You know me as someone with an interest in the Boring Science Plays. I’ve even attempted (and failed) to write a few. Who can resist tales of genius, discovery, and madness? Not the stage! Just think of plays like Arcadia, Copenhagen, or Proof! I always did, though I knew two of those plays only by reputation. I am most familiar with Arcadia; you may know why. I tried to watch Copenhagen on PBS, but the teleplay bored my housemates out of their skulls. And I’d never seen Proof!

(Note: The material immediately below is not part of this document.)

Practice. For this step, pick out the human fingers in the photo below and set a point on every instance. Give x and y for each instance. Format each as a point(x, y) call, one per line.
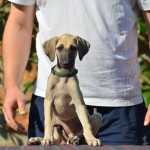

Until this weekend, that is. Saturday night Teresa and I saw the Princeton Summer Theater version of Proof. The production was fine, but I was shocked by the script. It’s a play about genius and insanity with no evidence of either. I’m serious. Proof may fill all the requirements of a Boring Science Play—it brings up questions of authorship, it explores scientific sex lives, and it sermonizes on “the fundamental importance of scientific progress,”—but after checking off these tasks it seems more interested in real estate transactions and dinner decisions.
That’s author David Auburn’s worst offense: nothing ever goes over your head. His characters are dazzled by their own work, but we as the audience barely get a glimpse of it—we are in no danger of actually learning something. That should be a crime.
To be fair, Teresa did learn the correct pronunciation of “jojoba”. That’s as enlightening as Proof gets.